Gwynne Dyer, in the Trinidad and Tobogo Express, laments the state of religion and politics in Nigeria — especially as the two relate to a contentious polio vaccination campaign. The governor of the Nigerian state of Kano suspended the vaccinations last year in response to “rumours” that it was a Western plot to cut the Muslim birth-rate — rumors Dyer says were started by the governor’s own political machine. “This is not ignorant fanaticism,” writes Dyer, “it is cold-blooded political manipulation.”
“‘Some people say these gifts have passed away,’” said Pastor David Fees of the Fountain of Life in Plano, Texas. “‘We have the same human nature as they did in the first century, we have the same enemies and we have the same God.’” Fees claims to have the ability to prophesize, Piet Levy writes in The Dallas Morning News and, while he maintains that prophecy is a calling and not something that can be taught, you can hear him speak on the practice at next week’s “Dreams and Visions” class at Fountain of Life ($15 per person, $25 per couple).
Biking for Christ in Flint, Michigan.
The fourth Parliament of the World’s Religions meets in Barcelona this week, drawing more than 7,000 people from five continents to discuss religiously motivated violence, international debt, the plight of refugees and universal access to clean water.
“‘I suspect that if we do have a settlement on the moon, there will be a Chabad house there.’” Michael Kress, in The Dallas Morning News, talks with the followers of Rabbi Menachem Mendel Schneerson, the seventh rebbe (spiritual leader) of the Chabad-Lubavitch Hasidic movement.

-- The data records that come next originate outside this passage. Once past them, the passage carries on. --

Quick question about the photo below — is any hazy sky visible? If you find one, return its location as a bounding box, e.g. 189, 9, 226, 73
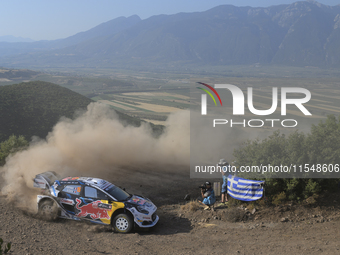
0, 0, 340, 40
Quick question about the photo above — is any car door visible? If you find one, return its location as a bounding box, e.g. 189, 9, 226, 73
75, 186, 114, 224
58, 185, 82, 215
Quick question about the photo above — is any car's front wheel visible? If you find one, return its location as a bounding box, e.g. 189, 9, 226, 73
112, 213, 133, 233
38, 199, 58, 220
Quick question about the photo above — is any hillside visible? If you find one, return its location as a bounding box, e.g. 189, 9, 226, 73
0, 1, 340, 69
0, 81, 163, 142
0, 81, 92, 141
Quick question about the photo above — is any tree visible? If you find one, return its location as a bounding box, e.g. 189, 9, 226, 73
234, 115, 340, 200
0, 135, 28, 165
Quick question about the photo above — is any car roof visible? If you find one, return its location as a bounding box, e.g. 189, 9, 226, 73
59, 177, 114, 189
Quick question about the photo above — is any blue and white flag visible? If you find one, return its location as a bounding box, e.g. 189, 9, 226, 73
228, 175, 264, 201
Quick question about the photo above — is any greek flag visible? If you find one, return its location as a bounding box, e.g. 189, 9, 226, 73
228, 175, 264, 201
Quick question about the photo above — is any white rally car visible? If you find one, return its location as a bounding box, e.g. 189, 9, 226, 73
34, 172, 159, 233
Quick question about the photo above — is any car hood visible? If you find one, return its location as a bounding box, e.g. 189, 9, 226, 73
127, 195, 155, 207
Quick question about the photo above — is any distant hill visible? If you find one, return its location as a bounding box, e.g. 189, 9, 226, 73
0, 35, 34, 42
0, 81, 163, 142
0, 81, 92, 141
0, 1, 340, 68
0, 15, 141, 57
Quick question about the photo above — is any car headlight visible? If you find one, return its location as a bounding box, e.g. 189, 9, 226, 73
136, 206, 149, 214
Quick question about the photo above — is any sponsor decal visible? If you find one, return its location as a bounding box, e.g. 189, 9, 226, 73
76, 198, 112, 220
130, 197, 146, 205
98, 203, 112, 210
60, 198, 74, 205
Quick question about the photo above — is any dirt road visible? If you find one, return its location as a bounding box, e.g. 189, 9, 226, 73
0, 164, 340, 255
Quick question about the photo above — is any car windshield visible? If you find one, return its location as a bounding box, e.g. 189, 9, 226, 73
105, 185, 131, 201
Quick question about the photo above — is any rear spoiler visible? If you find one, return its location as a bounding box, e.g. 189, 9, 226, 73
33, 171, 59, 189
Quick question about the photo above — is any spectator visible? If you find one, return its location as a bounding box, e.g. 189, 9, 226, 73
218, 159, 229, 206
200, 181, 216, 210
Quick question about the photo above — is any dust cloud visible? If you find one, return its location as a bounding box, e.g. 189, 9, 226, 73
0, 103, 190, 210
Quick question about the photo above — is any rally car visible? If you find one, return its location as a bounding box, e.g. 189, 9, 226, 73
34, 172, 159, 233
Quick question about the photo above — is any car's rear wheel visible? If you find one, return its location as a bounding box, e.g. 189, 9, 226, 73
38, 199, 58, 220
112, 213, 133, 233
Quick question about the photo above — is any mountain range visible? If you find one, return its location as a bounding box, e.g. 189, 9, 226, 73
0, 1, 340, 68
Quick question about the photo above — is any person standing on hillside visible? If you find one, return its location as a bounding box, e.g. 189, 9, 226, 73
218, 159, 229, 206
199, 181, 216, 210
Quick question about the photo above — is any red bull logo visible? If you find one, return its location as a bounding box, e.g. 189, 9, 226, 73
76, 198, 112, 220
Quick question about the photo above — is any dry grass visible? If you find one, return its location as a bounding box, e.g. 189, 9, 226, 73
181, 201, 201, 212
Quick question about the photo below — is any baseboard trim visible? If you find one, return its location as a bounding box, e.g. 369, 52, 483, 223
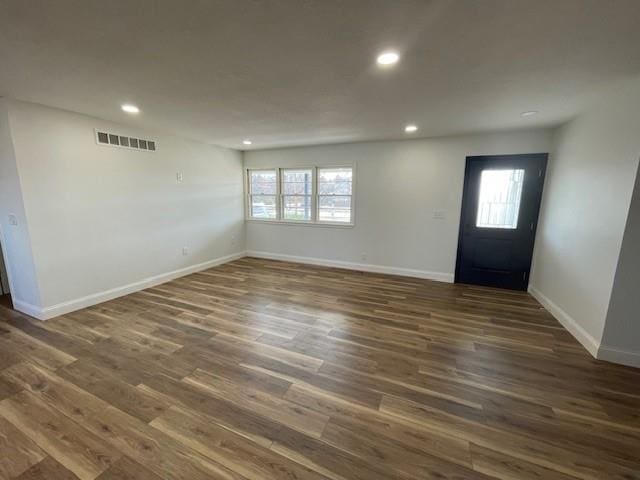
14, 252, 245, 320
11, 298, 42, 318
529, 285, 600, 358
246, 250, 454, 283
597, 345, 640, 368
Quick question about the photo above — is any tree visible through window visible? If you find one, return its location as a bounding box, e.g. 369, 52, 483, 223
247, 167, 353, 224
318, 168, 353, 223
282, 168, 313, 221
249, 170, 278, 220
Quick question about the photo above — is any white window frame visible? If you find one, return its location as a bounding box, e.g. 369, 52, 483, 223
244, 164, 356, 228
244, 167, 280, 222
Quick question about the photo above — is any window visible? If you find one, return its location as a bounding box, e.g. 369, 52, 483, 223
249, 170, 278, 220
247, 167, 353, 225
476, 170, 524, 229
282, 168, 313, 222
318, 168, 353, 223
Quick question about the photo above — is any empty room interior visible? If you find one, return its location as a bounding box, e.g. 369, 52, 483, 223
0, 0, 640, 480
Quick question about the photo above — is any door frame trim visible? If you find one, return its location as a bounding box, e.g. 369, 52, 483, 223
453, 152, 549, 290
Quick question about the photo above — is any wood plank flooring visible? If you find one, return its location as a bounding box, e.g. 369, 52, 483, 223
0, 258, 640, 480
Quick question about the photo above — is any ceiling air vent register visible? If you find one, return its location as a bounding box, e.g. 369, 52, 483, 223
96, 130, 156, 152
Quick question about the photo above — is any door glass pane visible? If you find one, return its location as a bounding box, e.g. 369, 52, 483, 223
476, 169, 524, 229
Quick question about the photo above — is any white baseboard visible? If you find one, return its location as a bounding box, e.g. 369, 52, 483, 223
11, 298, 42, 318
597, 345, 640, 368
529, 285, 600, 358
246, 251, 454, 283
14, 252, 245, 320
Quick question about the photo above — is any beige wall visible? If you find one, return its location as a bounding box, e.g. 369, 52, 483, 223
530, 82, 640, 364
3, 101, 244, 314
244, 130, 551, 281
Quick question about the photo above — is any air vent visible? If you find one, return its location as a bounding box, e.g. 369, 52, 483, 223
96, 130, 156, 152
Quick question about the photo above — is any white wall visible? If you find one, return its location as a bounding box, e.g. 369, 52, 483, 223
598, 162, 640, 367
530, 82, 640, 355
0, 98, 40, 306
3, 101, 244, 317
244, 130, 550, 281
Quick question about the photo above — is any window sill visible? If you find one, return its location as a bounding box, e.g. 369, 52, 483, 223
245, 218, 355, 228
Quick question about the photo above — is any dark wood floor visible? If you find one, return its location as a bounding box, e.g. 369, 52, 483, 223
0, 258, 640, 480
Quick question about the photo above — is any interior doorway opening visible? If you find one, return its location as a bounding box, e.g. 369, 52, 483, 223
0, 235, 13, 308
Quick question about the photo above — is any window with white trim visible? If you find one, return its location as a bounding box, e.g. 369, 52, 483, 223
249, 170, 278, 220
318, 167, 353, 223
281, 168, 313, 222
247, 167, 353, 225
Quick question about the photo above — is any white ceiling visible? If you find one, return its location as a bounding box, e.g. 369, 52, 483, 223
0, 0, 640, 148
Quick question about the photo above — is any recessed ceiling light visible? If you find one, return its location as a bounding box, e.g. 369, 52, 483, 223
121, 103, 140, 113
376, 51, 400, 66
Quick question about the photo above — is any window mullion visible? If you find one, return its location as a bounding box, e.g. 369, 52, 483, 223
276, 168, 284, 220
311, 167, 318, 223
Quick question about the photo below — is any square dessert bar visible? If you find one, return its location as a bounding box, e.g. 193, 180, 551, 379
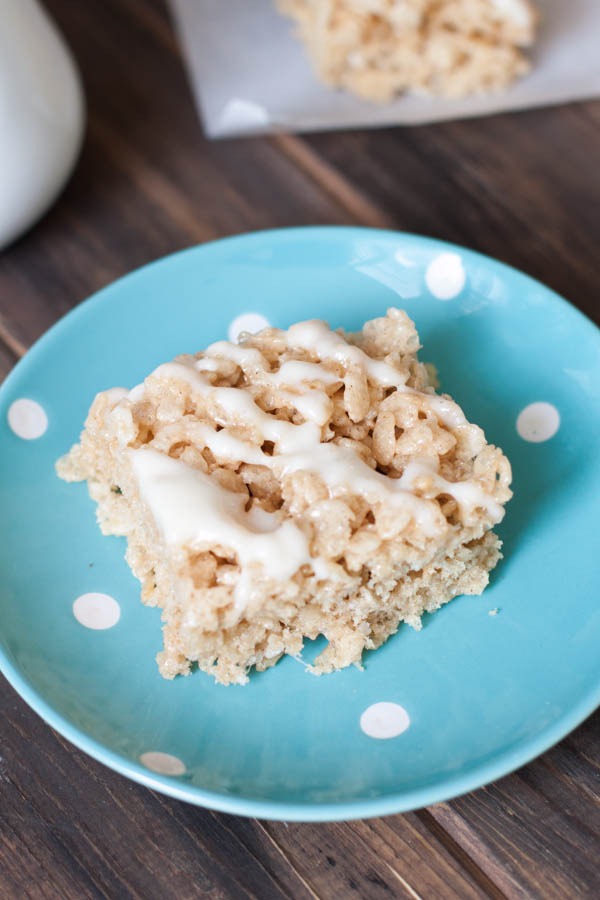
276, 0, 538, 102
57, 309, 511, 684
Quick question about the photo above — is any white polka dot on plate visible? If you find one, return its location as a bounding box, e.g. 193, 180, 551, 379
360, 702, 410, 740
425, 253, 467, 300
73, 593, 121, 631
517, 402, 560, 444
228, 313, 271, 343
8, 397, 48, 441
140, 750, 185, 775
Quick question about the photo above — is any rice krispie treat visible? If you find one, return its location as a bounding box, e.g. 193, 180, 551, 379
276, 0, 537, 102
57, 309, 511, 684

The New York Times’s Somini Sengupta reinforces Moktada al-Sadr’s thug-life image in a report on the cleric and his die-hard followers, who have taken control of the 10th-century Imam Ali shrine: the “sacred centerpiece of Iraq’s Shiite heartland,” and a “no-go area to the Iraqi police. ” 23-year old Mustafa Jabbar and his wife are two of these followers, ready to serve as martyrs for Sadr’s movement. “If need be,” Sengupta writes, “they will volunteer their first born as well, a baby boy, now 45 days old. ‘I will put mines in the baby and blow him up,’ Mr. Jabbar said. He has named the baby Moktada.”
“Nothing encourages more reverie about the meaning of it all than lives glimpsed from a train window: the poignancy of patio chairs, tilted, as if in prayer, to let rain run off them; figures momentarily looking up from sinks, as if in an Edward Hopper painting; a child’s empty climbing frame. Such sights bring home the simple, uniform melancholy of all our lives and can leave one aching for an answer.” Roger Tugholm, in The Guardian, finds enlightenment in his daily commute.